Should I clear collections every fetch loop to be used in forall? PLSQL Oracle


Lets say I have a huge data(100k-1m rows) in table1 that I need to do some checking then update their status on table2 based on the filtered results. As you can see with my simplified code. I bulk collect 1000 rows per batch and filter them into 3 different collections (dsa1, dsa2, dsa3) then later forall update this 3 collections into table2.

My problem here is that lets say the first fetch gets 100 rows into dsa1, then the second fetch only gets 70 rows into dsa1. When the forall update runs it also updates the old 30 rows in dsa1 from the first fetch.

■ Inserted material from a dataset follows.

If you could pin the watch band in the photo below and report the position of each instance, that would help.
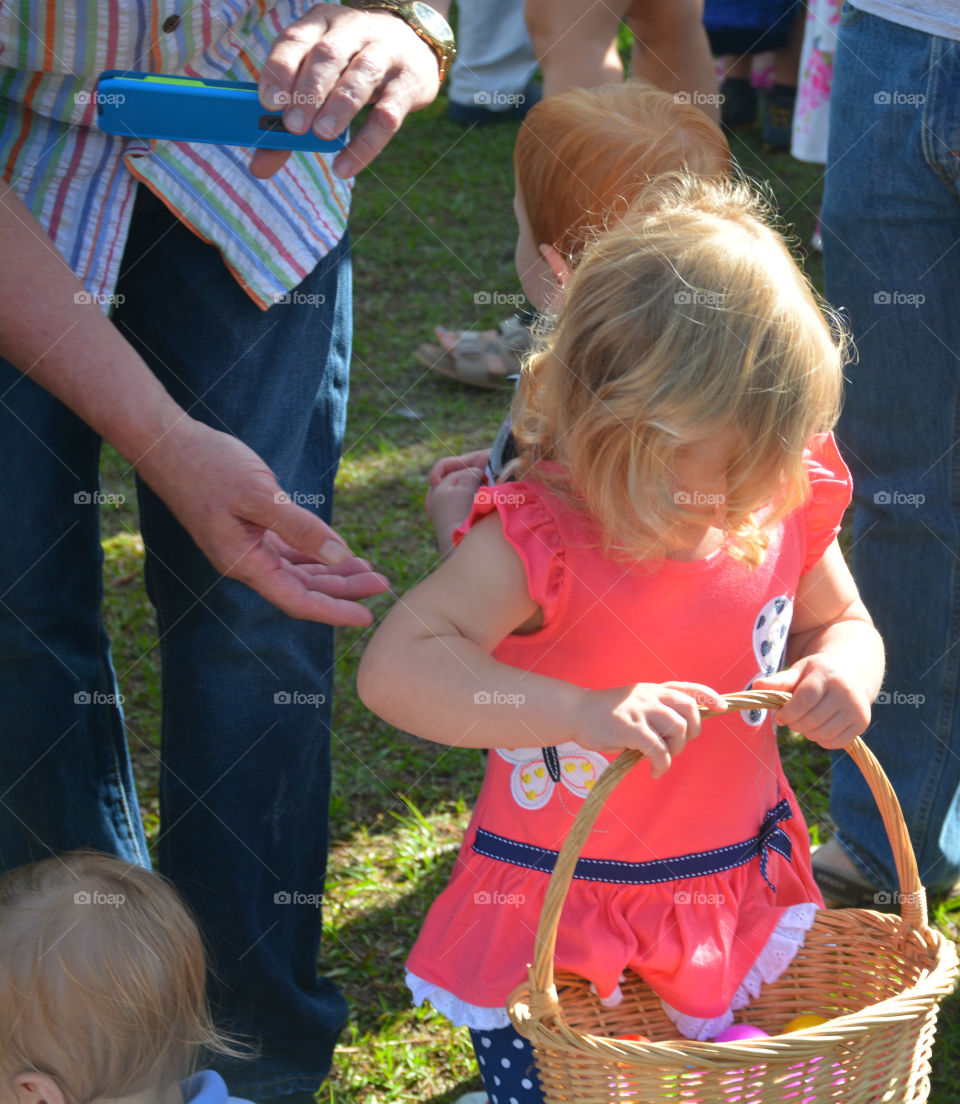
(440, 40)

2 Solutions I think of is first, is delete all elements in collects every fetch loop. and second is to put the forall outside the fetch loop which will make the 3 collections very large but forall is only called once.

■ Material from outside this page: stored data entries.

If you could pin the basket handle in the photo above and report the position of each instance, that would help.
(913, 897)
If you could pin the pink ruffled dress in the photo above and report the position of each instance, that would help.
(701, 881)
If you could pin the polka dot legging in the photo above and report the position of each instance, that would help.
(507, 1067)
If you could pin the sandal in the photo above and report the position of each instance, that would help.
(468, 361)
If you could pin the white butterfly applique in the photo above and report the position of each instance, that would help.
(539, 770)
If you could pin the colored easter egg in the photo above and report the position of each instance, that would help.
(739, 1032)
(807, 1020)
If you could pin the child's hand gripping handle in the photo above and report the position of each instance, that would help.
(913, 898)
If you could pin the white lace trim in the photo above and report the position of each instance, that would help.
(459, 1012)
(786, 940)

The second solution will take up a lot of memory right? please advice what is the best solutions

declare

cursor c1 is 
select t1.id, t1.status, t2.con from table1 t1, table2 t2
where t1.id = t2.id;

type ty_c1 is table of c1%rowtype;
asd1 ty_c1 := ty_c1();

type ty_id is table of c1.id%type index by pls_integer;
dsa1 ty_id;
dsa2 ty_id;
dsa3 ty_id;
begin
    open c1;
    loop
        fetch c1 bulk collect into asd1 limit 1000;
        exit when asd1.count = 0;

        for i in 1 .. asd1.count
        loop
            if (asd1(i).status = 'ACT') then
                dsa1(i).id := asd1(i).id;
            elsif (asd1(i).status = 'NOT ACT') then
                dsa2(i).id := asd1(i).id;
            else
                dsa3(i).id := asd1(i).id;
            end if;
        end loop;

        forall idx in indices of dsa1
            update table2 set con = 'ACTIVE'
            where id = dsa1(idx).id;

        forall idx in indices of dsa2
            update table2 set con = 'NOT ACTIVE'
            where id = dsa2(idx).id;

        forall idx in indices of dsa3
            update table2 set con = 'DEAD'
            where id = dsa3(idx).id;


    end loop;
    close c1;
end;

Solution

  • From a performance perspective, building the three collections and hitting the database only once will be more performant at the expense of using more memory.

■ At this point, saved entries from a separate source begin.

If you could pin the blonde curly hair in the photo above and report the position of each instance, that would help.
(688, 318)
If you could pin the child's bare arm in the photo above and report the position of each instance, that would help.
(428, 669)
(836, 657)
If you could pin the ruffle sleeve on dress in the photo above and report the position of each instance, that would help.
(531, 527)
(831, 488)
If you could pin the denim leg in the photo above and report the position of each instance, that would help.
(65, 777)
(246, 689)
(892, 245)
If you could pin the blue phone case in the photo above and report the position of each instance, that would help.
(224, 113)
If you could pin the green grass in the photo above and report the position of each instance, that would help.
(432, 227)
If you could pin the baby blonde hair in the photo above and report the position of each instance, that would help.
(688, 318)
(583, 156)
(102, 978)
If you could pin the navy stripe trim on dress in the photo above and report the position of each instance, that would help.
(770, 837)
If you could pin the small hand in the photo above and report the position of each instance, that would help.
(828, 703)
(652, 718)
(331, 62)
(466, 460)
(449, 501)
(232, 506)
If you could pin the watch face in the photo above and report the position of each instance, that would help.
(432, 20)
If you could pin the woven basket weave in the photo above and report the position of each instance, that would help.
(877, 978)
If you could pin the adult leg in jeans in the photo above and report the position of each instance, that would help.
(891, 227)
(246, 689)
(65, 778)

    So answer depends on the typical volume you will be processing and available memory.

    You can also have a fourth collection which remains empty and assign the empty collection to dsa1,dsa2 and dsa3 within the loop rather than deleting the entries.

    But looking at your code, since only the status is changing, why not create a collection based on a record of item and status or have a second collection to hold status and then regardless of status, you would be updating 1000 records at a time with a single collection.

    And a step further, since 1M records is nothing for an oracle database, (billions of records are huge, a million records is trivial) just use the database to do a single update select statement

    update table2 t2
    set conn=(select decode(t1.status, 'ACT', 'ACTIVE', 'NOT ACT','NON ACTIVE','DEAD') 
    from table1 t1)
    where t2.id=t1.id
    

    NB rows in t2 that dont exist in t1 will have conn set to null but you can restrict where clauses to limit impact if this is not desired.

    you could also add a parallel hint on both the update and the select to use more CPUs and if you are able to modify the data model, using a numeric code instead of a varchar to represent the status would also be more efficient.